His first move was to arrange himself more visibly, and in a place where Mercante would have no trouble trying to kill him.
He strolled past the hotels and shops of the main street, wondering if Mercante had perhaps already seen him and was right now viewing him from some upstairs balcony, beer in hand, planning the logistics of murder. The thought unsettled him still more: he had never pursued a man of such brazen and unfathomable cruelty. He thought again of the cut spark plug cable lying on the seat of his motorcycle, an eloquent reminder that he had arrived late, anticipated poorly, and had been spared by only seconds the ordeal of having to stare into the lifeless face of the Fire Killer’s third victim. Shephard stopped suddenly and looked behind him, half expecting to see Mercante trudging a block behind, closing in. But the sidewalk was filled only with tourists.
He registered at the Serenidad, which overlooked the beach on the north side of town.
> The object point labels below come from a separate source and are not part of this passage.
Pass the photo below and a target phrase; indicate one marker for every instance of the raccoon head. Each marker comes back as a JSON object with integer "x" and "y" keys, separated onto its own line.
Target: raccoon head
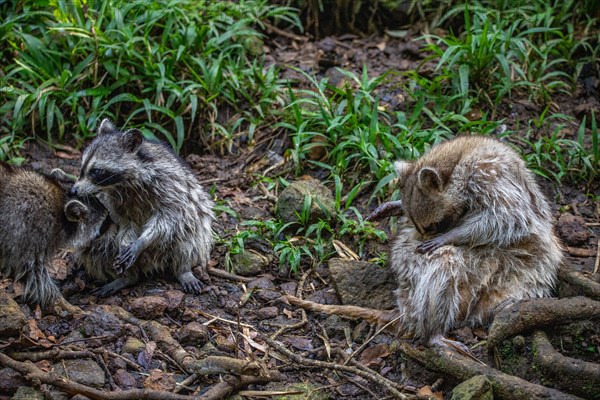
{"x": 110, "y": 160}
{"x": 429, "y": 206}
{"x": 90, "y": 217}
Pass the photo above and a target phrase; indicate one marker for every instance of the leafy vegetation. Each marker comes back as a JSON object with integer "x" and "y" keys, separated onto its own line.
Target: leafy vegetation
{"x": 193, "y": 71}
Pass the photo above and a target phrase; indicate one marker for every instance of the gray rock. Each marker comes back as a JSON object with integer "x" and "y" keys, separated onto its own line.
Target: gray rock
{"x": 133, "y": 346}
{"x": 360, "y": 283}
{"x": 27, "y": 393}
{"x": 477, "y": 388}
{"x": 11, "y": 380}
{"x": 124, "y": 379}
{"x": 291, "y": 200}
{"x": 12, "y": 318}
{"x": 249, "y": 263}
{"x": 193, "y": 334}
{"x": 148, "y": 307}
{"x": 85, "y": 371}
{"x": 101, "y": 322}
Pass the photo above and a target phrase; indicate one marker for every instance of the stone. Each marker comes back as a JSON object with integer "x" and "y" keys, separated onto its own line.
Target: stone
{"x": 84, "y": 371}
{"x": 572, "y": 229}
{"x": 477, "y": 388}
{"x": 363, "y": 284}
{"x": 12, "y": 318}
{"x": 102, "y": 322}
{"x": 249, "y": 263}
{"x": 193, "y": 334}
{"x": 291, "y": 201}
{"x": 11, "y": 380}
{"x": 148, "y": 307}
{"x": 133, "y": 346}
{"x": 267, "y": 313}
{"x": 28, "y": 393}
{"x": 124, "y": 379}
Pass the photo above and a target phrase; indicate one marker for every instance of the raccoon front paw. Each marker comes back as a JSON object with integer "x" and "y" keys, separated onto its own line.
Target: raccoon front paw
{"x": 126, "y": 259}
{"x": 190, "y": 283}
{"x": 429, "y": 246}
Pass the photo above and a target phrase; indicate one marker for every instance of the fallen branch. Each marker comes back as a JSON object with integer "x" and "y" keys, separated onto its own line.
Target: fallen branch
{"x": 33, "y": 373}
{"x": 581, "y": 281}
{"x": 508, "y": 387}
{"x": 570, "y": 374}
{"x": 373, "y": 377}
{"x": 538, "y": 313}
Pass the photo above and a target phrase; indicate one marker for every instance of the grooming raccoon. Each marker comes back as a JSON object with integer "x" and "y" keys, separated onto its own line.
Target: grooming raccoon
{"x": 477, "y": 237}
{"x": 163, "y": 215}
{"x": 37, "y": 219}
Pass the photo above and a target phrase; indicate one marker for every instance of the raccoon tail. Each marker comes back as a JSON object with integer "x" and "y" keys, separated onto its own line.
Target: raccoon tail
{"x": 379, "y": 317}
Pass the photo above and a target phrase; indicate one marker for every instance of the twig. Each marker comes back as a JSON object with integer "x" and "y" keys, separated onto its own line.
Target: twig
{"x": 373, "y": 377}
{"x": 362, "y": 346}
{"x": 33, "y": 373}
{"x": 228, "y": 275}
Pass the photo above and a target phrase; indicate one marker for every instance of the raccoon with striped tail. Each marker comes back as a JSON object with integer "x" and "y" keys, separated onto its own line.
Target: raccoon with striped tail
{"x": 477, "y": 236}
{"x": 162, "y": 212}
{"x": 37, "y": 219}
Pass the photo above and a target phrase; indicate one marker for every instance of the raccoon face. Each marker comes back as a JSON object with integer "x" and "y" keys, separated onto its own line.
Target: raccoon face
{"x": 427, "y": 205}
{"x": 109, "y": 160}
{"x": 91, "y": 218}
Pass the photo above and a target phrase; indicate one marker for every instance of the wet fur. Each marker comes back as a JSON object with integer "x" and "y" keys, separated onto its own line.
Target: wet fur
{"x": 37, "y": 220}
{"x": 161, "y": 213}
He signed in clearly as the Reverend Wade Shephard and requested an upstairs room. The bellboy was a cheerful man with the high cheekbones and subtly upturned eyes of the native Indians. His name was Cantil.
“Cantil, isn’t that a snake?” Shephard asked as they headed for his room.
“Yes. Only a name for me. From when I was small.”
“Were you like a snake?”
Cantil set down the bag and opened the door to room 58. It opened with a stale, mildewed puff. “Very quiet,” he said. “Why Cantil, I don’t know.”
Shephard gave the man a dollar, asking for a bucket of ice and two extra pillows. “For my back, chum,” he said. “Gets sore in this heat.”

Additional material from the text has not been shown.